Why strong enforcement rules will be critical in the EU/UK trade agreement

The FT has an interesting story about a document currently making the rounds in the corridors of Brussels in which the EU sets out some of its post-Brexit negotiating positions. One of them is a request that the trade agreement with the UK is governed by a strong set of enforcement rules. Both sides can take action if they feel that the other side violates its obligations.

We think this is actually good news. If there is no trust - there obviously isn’t - then it is best to agree enforcement rules. These constitute an important insurance mechanism, and matter especially in the internal discussions within the EU. 

We don’t see this as a problem at all. On the contrary, the story includes some hints that there may be more realism within th EU about the talks than we feared when we heard the bloc was seeking a high degree of regulatory alignment regardless of the nature of the ultimate trade agreement. Given the EU’s trade surplus such a position is neither fair nor sustainable, especially not in the final stages of the negotiations. We think that the fear of social dumping, as undercutting labour laws and other social protections is known on the European continent, is better addressed through arbitration and the right of unilateral suspensions than through attempts to force regulatory alignment.

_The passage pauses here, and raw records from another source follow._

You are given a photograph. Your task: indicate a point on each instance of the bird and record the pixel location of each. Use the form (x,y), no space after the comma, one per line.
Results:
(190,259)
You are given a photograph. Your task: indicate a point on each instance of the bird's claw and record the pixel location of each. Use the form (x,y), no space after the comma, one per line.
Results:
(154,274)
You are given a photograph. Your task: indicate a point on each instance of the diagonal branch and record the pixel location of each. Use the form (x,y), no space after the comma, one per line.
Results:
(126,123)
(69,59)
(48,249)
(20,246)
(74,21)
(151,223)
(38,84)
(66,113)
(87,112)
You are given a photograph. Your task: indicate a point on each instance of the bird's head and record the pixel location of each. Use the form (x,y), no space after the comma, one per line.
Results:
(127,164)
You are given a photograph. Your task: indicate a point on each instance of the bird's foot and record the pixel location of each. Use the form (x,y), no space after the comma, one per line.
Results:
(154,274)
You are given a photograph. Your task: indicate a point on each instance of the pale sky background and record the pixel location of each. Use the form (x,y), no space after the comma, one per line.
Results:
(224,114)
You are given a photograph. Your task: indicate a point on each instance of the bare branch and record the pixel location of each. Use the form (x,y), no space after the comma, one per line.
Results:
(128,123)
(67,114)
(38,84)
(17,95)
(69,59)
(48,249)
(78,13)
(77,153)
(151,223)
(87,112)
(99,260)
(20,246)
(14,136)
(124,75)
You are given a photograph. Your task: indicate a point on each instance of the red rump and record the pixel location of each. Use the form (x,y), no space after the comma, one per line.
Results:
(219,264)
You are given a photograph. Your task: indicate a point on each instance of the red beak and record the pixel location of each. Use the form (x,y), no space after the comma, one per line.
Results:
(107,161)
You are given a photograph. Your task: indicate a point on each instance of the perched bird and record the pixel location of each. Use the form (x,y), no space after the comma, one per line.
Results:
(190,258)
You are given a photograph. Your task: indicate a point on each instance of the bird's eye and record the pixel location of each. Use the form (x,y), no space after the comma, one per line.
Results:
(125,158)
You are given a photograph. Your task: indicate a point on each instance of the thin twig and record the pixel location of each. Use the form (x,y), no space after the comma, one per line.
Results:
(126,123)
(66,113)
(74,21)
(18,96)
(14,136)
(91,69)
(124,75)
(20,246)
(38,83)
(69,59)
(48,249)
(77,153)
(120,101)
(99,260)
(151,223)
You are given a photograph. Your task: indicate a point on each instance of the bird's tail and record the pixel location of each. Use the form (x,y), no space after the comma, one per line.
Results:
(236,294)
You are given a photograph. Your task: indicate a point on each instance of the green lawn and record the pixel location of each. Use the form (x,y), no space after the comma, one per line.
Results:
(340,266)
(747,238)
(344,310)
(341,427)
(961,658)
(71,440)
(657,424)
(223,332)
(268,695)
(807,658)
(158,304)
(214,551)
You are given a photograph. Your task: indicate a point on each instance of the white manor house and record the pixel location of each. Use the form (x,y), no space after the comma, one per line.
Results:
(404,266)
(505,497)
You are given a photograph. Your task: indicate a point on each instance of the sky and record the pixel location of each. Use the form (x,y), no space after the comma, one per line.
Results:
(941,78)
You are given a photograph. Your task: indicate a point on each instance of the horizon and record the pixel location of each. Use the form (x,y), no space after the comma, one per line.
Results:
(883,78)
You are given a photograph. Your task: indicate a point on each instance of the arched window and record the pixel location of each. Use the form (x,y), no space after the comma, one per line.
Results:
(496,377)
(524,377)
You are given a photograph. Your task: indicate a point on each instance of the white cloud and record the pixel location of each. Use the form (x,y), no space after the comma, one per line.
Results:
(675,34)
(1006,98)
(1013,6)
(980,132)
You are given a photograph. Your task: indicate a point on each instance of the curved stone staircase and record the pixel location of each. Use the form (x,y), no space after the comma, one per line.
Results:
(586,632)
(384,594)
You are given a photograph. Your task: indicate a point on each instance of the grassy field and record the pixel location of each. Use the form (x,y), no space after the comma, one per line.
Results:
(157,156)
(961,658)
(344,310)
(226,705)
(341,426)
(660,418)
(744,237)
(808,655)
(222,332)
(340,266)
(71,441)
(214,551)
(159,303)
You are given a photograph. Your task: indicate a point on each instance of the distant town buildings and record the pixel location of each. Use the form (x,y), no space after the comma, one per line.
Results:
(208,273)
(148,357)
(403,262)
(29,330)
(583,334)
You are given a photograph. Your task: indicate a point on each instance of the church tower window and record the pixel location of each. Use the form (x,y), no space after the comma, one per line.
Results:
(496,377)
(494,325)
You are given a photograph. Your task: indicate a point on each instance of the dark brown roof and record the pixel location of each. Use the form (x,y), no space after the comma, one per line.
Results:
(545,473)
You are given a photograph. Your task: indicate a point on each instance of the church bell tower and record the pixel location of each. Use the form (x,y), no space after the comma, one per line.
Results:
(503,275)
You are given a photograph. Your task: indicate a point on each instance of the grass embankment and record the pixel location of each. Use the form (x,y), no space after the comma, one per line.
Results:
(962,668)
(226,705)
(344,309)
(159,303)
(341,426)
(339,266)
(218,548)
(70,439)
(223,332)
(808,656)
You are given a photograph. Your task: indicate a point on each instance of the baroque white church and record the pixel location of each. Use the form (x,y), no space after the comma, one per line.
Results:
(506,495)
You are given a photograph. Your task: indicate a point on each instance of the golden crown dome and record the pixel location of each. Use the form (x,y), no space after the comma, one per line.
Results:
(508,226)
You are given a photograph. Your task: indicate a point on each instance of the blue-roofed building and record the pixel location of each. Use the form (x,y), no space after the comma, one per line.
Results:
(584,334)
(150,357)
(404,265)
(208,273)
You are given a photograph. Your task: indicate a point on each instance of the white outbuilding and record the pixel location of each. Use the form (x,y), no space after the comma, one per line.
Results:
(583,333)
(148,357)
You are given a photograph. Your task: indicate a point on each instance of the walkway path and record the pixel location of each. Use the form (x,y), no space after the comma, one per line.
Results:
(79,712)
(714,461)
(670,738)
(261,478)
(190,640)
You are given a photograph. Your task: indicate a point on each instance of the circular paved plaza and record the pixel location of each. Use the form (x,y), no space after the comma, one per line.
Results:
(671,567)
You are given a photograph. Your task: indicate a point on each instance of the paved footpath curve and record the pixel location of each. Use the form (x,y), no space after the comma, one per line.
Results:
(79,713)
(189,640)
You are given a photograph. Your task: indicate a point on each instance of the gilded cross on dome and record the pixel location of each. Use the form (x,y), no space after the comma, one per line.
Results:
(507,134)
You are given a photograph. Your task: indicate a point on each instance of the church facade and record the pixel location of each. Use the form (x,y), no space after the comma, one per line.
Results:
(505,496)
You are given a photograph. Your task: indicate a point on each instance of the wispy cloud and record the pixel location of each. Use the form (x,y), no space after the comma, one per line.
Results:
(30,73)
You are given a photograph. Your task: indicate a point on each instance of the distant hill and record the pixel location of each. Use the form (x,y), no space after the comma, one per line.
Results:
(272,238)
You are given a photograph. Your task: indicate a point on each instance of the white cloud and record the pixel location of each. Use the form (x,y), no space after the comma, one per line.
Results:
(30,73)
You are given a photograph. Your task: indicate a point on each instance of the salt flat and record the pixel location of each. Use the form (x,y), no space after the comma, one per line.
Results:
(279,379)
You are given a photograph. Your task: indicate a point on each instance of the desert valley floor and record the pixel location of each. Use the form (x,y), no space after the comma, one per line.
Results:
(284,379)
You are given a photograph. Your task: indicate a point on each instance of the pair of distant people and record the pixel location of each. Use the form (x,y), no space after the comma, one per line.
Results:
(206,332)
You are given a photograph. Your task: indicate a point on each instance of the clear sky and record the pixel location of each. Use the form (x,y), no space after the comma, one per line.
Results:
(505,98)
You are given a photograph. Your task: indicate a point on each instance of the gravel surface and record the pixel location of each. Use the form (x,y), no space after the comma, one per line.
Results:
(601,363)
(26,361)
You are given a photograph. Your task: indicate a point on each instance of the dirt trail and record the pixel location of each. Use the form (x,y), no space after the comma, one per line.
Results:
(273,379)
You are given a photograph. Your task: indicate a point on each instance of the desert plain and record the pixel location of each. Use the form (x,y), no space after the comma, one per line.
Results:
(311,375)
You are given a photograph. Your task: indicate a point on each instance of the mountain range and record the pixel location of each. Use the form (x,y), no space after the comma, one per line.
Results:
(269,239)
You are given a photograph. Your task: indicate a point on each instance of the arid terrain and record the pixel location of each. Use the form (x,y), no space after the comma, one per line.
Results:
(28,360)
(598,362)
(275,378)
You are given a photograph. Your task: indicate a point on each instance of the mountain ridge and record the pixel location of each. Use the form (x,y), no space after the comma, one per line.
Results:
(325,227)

The article makes the point that the EU is drawing lessons from its agreement with Switzerland, a country that enjoys extensive access to the EU’s internal market but with no procedures to handle disputes. Among the dispute settlement mechanisms under discussion for the UK deal are mediation, an independent arbitration panel, and a procedure for unilateral temporal remedies. For so long as the procedures are fully symmetric, there is no reason to object to them. The article quotes one unnamed official who acknowledged that the EU cannot stop the UK from diverging. The greater the divergence, the greater the friction. To us, such a position stakes out a sensible path. A minimal trade agreement focusing only on tariffs, rules of origin, goods transport and aviation would still impose a high degree of friction on the bilateral trading relationship. It would be unreasonable for the EU to insist that the UK follow EU rules in this scenario.